Genesis 35
v.1
Then God said the Jacob, “Go up to Bethel and settle there, and build an altar there to God, who appeared to you when you were fleeing from your brother Esau.”
The only cure for worldliness is to separate from it
v.2
So Jacob said to his household and to all who were with him, “Get rid of the foreign gods you have with you, and purify yourselves and change your clothes.
The call to rid themselves of foreign gods is a call to commit themselves exclusively to *Yahweh. This does not mean that they understood or accepted philosophical monotheism, but that they accepted Yahweh as their family patron deity. The belief in a personal god who gave protection and provision to the family was common in early second-millennium Mesopotamia. This deity was not understood to replace the great cosmic gods but was the principal object of worship and religious devotion for the individual.
v.5
Then they set out, and the terror of God fell upon the towns all around them so that no one pursued them.
v.10
God said to him, “Your name is Jacob, but you will no longer be called Jacob; your name will be Israel.” So he named him Israel.
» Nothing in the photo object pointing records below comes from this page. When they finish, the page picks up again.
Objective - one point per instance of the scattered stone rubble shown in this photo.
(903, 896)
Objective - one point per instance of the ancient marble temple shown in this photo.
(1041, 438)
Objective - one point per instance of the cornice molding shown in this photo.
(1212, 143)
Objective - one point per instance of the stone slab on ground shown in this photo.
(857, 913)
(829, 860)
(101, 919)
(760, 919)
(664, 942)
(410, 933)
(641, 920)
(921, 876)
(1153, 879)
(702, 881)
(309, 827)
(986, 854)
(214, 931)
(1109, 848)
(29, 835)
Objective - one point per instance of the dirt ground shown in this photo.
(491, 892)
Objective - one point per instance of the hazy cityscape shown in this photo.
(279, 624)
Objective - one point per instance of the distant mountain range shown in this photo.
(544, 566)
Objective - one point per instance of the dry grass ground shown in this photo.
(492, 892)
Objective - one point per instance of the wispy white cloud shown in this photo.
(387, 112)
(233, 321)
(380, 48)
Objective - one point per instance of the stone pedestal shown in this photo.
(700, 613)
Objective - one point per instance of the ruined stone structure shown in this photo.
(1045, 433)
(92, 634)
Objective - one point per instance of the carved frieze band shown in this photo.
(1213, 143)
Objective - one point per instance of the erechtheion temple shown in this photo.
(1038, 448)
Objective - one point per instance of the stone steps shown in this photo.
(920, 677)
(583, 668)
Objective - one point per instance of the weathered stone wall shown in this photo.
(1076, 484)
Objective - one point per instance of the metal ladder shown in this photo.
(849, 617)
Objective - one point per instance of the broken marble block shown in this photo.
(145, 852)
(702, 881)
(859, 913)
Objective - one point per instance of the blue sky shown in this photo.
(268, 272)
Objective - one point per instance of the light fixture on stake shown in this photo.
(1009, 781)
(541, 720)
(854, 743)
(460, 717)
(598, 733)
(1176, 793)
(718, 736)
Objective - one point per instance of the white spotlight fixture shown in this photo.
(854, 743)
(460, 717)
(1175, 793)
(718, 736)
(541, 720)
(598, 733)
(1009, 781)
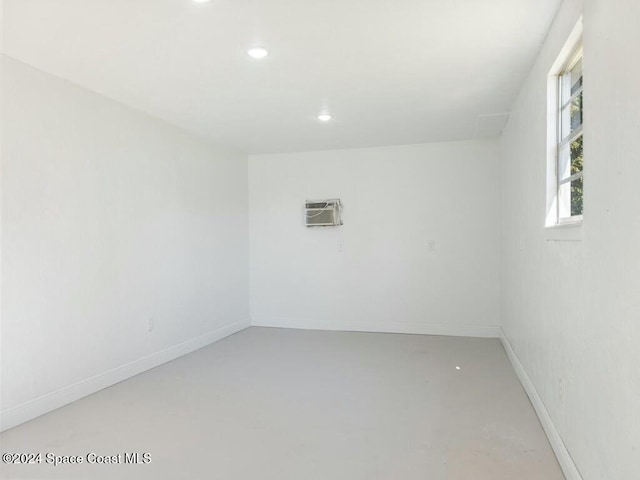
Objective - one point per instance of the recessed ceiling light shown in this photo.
(258, 52)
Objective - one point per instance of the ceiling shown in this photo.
(389, 71)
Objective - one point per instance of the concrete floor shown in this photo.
(275, 404)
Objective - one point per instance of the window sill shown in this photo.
(568, 232)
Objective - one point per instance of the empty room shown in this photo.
(339, 240)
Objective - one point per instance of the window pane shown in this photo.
(570, 196)
(564, 164)
(576, 155)
(576, 196)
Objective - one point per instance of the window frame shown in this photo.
(567, 227)
(573, 135)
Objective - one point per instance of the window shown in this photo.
(565, 140)
(569, 152)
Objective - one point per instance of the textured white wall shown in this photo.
(385, 278)
(109, 218)
(570, 309)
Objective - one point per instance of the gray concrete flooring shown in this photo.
(277, 404)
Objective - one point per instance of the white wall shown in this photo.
(109, 218)
(571, 310)
(395, 199)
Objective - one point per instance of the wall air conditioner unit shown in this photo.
(323, 213)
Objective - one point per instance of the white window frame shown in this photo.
(560, 227)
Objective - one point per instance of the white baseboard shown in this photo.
(34, 408)
(382, 327)
(562, 454)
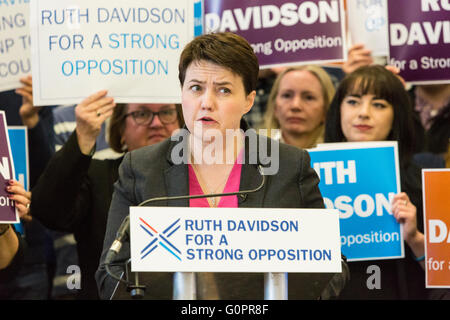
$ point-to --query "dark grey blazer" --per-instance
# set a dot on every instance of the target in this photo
(150, 172)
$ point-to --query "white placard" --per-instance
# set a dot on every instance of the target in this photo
(15, 61)
(368, 24)
(169, 239)
(131, 48)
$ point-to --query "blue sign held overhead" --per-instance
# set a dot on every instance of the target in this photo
(360, 180)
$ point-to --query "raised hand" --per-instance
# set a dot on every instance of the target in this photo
(90, 115)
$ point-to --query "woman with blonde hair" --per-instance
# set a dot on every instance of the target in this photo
(297, 105)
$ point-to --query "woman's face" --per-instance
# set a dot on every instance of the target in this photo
(213, 97)
(366, 118)
(140, 135)
(299, 104)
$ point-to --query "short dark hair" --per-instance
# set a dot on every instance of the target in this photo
(117, 126)
(382, 83)
(225, 49)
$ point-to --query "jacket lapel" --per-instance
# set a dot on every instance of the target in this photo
(176, 175)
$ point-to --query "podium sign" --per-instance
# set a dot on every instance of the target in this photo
(173, 239)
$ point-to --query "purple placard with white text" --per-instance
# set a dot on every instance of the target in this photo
(8, 212)
(419, 40)
(283, 32)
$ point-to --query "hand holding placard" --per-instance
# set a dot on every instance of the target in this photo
(21, 197)
(405, 212)
(90, 115)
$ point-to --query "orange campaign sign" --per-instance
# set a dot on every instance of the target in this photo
(436, 198)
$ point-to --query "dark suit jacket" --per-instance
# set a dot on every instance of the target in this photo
(150, 172)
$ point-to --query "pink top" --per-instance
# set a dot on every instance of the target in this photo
(232, 185)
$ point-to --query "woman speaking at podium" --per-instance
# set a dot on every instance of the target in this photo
(218, 74)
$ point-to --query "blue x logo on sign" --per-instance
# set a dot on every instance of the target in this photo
(160, 239)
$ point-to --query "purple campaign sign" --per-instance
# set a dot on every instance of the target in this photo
(419, 39)
(7, 208)
(283, 32)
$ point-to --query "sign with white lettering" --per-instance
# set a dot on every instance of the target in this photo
(419, 40)
(367, 23)
(436, 215)
(8, 211)
(166, 239)
(283, 32)
(15, 50)
(360, 179)
(130, 48)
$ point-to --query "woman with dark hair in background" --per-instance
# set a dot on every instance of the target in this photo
(371, 104)
(298, 104)
(74, 192)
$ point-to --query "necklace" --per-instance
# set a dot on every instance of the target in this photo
(203, 182)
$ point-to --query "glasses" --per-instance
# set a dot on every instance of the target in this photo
(145, 117)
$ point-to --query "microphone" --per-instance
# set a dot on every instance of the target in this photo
(123, 231)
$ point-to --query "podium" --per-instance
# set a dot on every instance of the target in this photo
(226, 286)
(243, 254)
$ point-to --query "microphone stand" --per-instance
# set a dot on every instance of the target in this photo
(275, 284)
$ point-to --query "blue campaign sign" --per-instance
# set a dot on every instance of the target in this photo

The point of the second renaming was to give the name “Israel” a more neutral or even positive connotation. It does so by removing the notion of “struggle” associated with the wordplay in 32:28 and letting it stand in a positive light, contrasting it with the name “Jacob,” a name frequently associated throughout these narratives with Jacob’s deceptions.
v.11-12
And God said to him, “I am God Almighty; be fruitful and increase in number. A nation and a community of nations will come from you, and kings will come from your body. 12The land I gave to Abraham and Isaac I also give to you, and I will give this land to your descendants after you.”
The importance of God’s words to Jacob in vv.11-12 cannot be overemphasized. First God’s words recall clearly the primeval blessing of Creation (1:28) and hence show God to be still “at work” in bringing about the blessing to all humanity through Jacob. Second, for the first time since 17:16, the mention is made of royalty in the promised line. Third, the promise of the land, first given to Abraham and then to Isaac, was renewed here with Jacob. Thus within these brief words several major themes come together.
v.14
Jacob set up a stone pillar at the place where God had talked with him, and he poured out a drink offering on it; he also poured oil on it.
v.28-29
Isaac lived a hundred and eighty years. 29Then he breathed his last and died and was gathered to his people, old and full of years. And his sons Esau and Jacob buried him.
The end of the Jacob narratives is marked by the death of his father, Isaac. This notice is not simply to record Isaac’s death but to show the complete fulfillment of God’s promise to Jacob (28:21). According to Jacob’s vow, he had asked that God watch over him during his sojourn and return him safely to the house of his father.